Sturges submitted the play to producer Brock Pemberton, whom he had worked for as a stage manager, and Pemberton accepted it. Rehearsals took three weeks and there was an additional week out of town, during which Sturges made numerous changes at Pemberton's insistence. The opening night audience was not responsive and Sturges, waiting at the back of the house, was concerned that the comedy was not going over. He left before the curtain came down and went out to drink, deliberately not reading the reviews.

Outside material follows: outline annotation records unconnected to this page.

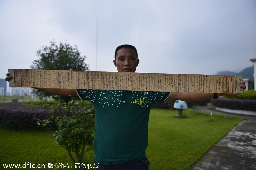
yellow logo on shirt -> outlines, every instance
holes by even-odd
[[[147,104],[149,103],[149,101],[146,101],[145,99],[147,97],[139,97],[138,99],[136,99],[133,100],[133,103],[138,104],[140,106],[146,106]]]

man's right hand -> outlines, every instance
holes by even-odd
[[[6,77],[5,78],[5,81],[8,81],[12,78],[12,76],[11,75],[10,73],[8,73],[6,74]]]

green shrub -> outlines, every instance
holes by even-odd
[[[85,150],[91,148],[93,143],[95,113],[92,104],[74,100],[68,103],[56,101],[46,107],[50,116],[38,120],[38,125],[52,132],[52,124],[55,124],[57,130],[52,135],[56,143],[68,151],[74,163],[81,163]]]
[[[225,96],[224,97],[234,99],[242,99],[247,100],[256,100],[256,91],[253,89],[244,91],[244,93],[240,94],[236,96]]]

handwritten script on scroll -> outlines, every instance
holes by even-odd
[[[14,69],[12,87],[243,93],[242,76]]]

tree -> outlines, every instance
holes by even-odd
[[[54,41],[51,41],[50,46],[43,46],[37,51],[36,55],[39,59],[34,60],[30,67],[36,69],[89,70],[87,65],[84,62],[85,56],[81,56],[80,54],[76,45],[73,47],[67,42],[65,44],[60,42],[58,46]],[[33,89],[33,92],[41,99],[46,96],[56,96],[36,89]],[[67,101],[73,97],[60,98]]]

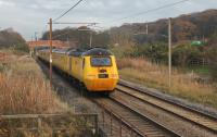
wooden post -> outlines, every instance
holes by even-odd
[[[171,87],[171,18],[169,17],[168,20],[168,67],[169,67],[169,90]]]
[[[52,88],[52,18],[50,18],[50,87]]]
[[[40,119],[40,116],[38,116],[38,136],[39,137],[41,137],[42,135],[41,135],[41,119]]]

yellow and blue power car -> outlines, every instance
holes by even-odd
[[[50,61],[48,49],[39,50],[37,55],[46,62]],[[102,48],[87,51],[54,49],[52,65],[92,92],[112,92],[119,79],[114,54]]]

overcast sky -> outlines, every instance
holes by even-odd
[[[0,29],[13,27],[29,40],[35,32],[41,36],[49,17],[58,17],[78,0],[0,0]],[[180,0],[84,0],[60,22],[98,22],[110,27],[132,22],[152,22],[180,14],[217,9],[217,0],[189,0],[181,4],[112,22]],[[54,25],[54,28],[66,26]],[[71,27],[74,27],[71,25]]]

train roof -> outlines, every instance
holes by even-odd
[[[74,49],[72,51],[68,51],[67,54],[73,57],[113,55],[113,53],[110,50],[103,48],[92,48],[86,51],[80,49]]]

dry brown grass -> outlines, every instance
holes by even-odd
[[[145,59],[125,58],[118,61],[120,76],[125,79],[157,88],[164,92],[217,108],[215,84],[199,83],[195,74],[183,74],[173,68],[171,88],[168,89],[168,67]]]
[[[33,59],[8,53],[0,67],[0,114],[55,113],[67,108]]]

It was not until he called Pemberton in the morning to ask for two tickets for a friend that he found out that the play was a smash hit, garnering rave reviews.

The play had opened on September 18, 1929 - although Sturges recalled it as opening on the 19th - at the Avon Theatre and ran until January 1931, logging 557 performances. It was directed by Pemberton and Antoinette Perry, after whom the Tony Awards are named.

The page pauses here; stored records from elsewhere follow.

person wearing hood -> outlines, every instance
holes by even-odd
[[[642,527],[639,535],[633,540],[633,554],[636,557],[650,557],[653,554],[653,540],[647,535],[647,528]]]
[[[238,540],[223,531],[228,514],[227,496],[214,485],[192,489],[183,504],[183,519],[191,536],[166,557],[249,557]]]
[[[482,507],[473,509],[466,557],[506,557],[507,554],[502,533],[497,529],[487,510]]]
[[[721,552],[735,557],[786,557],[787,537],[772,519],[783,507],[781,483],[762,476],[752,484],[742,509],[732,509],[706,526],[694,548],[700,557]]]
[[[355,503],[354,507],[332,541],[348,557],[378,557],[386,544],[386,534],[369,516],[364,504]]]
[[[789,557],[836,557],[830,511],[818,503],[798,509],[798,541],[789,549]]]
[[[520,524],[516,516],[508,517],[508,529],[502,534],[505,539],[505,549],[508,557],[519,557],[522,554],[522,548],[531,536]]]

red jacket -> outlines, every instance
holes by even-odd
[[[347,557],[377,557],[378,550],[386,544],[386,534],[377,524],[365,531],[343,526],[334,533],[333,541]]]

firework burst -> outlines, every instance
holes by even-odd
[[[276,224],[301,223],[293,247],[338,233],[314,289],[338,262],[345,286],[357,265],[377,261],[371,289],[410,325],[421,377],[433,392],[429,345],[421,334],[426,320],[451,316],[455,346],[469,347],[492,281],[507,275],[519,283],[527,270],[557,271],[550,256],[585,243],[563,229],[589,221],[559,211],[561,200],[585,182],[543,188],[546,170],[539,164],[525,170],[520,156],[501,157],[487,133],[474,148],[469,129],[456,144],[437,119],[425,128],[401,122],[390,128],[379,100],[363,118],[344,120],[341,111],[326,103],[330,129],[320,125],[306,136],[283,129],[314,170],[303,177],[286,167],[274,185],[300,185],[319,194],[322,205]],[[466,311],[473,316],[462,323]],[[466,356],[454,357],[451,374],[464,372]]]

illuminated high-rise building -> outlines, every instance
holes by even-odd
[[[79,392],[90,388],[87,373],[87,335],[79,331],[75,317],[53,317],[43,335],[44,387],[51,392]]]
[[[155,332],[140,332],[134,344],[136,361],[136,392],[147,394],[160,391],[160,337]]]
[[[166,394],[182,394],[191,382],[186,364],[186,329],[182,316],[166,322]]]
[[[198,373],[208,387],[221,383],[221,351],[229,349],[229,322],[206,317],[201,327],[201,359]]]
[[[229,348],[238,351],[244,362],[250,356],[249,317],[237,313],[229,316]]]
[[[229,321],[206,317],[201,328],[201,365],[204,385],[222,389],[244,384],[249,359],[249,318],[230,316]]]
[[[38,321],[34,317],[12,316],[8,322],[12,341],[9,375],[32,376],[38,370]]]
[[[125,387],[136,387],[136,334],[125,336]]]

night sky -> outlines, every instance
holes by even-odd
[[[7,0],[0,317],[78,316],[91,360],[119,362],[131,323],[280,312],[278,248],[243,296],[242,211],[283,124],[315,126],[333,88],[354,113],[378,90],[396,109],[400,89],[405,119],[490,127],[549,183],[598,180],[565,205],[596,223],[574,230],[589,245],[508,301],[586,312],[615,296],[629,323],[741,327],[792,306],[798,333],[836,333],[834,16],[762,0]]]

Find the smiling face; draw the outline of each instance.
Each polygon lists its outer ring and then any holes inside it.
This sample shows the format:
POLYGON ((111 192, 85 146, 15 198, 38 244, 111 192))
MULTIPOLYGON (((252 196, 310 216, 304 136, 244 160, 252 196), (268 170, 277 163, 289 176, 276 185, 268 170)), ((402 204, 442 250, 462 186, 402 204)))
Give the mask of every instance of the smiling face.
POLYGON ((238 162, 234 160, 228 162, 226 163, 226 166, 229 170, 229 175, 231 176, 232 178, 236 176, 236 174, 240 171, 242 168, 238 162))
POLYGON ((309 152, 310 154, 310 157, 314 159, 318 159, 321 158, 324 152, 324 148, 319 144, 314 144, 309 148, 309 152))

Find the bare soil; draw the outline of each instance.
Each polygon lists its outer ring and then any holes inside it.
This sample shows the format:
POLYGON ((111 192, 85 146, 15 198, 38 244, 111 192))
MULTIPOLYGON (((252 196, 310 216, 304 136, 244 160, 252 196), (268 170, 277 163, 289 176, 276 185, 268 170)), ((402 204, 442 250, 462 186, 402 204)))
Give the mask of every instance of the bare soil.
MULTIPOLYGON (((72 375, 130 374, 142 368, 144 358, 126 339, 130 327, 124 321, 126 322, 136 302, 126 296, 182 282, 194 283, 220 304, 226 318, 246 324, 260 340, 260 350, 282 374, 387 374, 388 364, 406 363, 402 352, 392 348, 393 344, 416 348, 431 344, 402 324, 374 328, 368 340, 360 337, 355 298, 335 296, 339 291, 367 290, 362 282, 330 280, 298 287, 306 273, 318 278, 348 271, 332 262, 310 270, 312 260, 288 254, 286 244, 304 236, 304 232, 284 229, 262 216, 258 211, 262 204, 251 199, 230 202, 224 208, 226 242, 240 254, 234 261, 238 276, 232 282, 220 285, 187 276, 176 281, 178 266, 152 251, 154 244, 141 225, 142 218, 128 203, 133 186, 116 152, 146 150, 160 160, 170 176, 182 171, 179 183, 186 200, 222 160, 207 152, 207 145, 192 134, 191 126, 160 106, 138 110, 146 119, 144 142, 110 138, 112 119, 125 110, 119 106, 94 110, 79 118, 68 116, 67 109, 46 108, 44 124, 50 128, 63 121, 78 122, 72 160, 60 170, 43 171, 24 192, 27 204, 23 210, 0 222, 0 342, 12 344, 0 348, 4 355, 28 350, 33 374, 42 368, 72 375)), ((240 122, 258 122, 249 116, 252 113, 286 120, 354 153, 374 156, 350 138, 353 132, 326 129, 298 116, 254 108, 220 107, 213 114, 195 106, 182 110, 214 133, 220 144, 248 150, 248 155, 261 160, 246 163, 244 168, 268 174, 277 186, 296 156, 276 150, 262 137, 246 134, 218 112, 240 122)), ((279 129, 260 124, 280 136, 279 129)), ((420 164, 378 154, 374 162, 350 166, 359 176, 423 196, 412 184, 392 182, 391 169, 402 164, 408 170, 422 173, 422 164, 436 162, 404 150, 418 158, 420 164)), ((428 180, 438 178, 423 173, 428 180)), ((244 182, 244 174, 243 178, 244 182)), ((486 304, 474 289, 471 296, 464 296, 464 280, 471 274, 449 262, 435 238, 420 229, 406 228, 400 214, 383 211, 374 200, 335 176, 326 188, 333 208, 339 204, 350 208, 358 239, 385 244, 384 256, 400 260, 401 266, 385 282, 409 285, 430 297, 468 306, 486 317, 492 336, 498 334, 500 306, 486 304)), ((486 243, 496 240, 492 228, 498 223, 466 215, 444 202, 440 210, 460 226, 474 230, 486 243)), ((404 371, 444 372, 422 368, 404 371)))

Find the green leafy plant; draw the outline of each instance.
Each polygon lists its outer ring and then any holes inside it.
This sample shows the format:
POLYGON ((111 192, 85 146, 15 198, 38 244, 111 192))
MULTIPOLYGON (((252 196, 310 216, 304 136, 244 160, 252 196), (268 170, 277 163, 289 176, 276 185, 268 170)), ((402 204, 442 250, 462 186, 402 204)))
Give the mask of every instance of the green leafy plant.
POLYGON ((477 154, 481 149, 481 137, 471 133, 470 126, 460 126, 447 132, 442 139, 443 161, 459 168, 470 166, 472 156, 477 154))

The success of Strictly Dishonorable, which earned him over $300,000, changed Sturges' life immediately: The aura of sudden celebrity bestowed on me by Strictly Dishonorable attracted photographers, reporters, gossip columnists, professional panhandlers, producers, job offers, and a written demand from my biological father, Mr. Biden, for immediate repayment of the sums he has dispensed on my behalf when I was about a year old. Offers came from film world, so Sturges picked up some fast money by writing film scripts. Shortly after, a play from his trunk, Recapture, went into production and opened to receive "the most violently destructive notices I had seen in years."

===Broadway cast===
The opening night cast of Strictly Dishonorable was:

- John Altieri as Giovanni
- Carl Anthony as Judge Dempsey
- Tullio Carminati as Count Di Ruvo
- Louis Jean Heydt as Henry Greene
- Muriel Kirkland as Isabelle Parry
- Edward J. McNamara as Patrolman Mulligan
- William Ricciardi as Tomaso Antiovi
- Marius Rogati as Mario

Cast notes:
- William Ricciardi was the only actor from the Broadway cast to play his role in the 1931 film adaptation.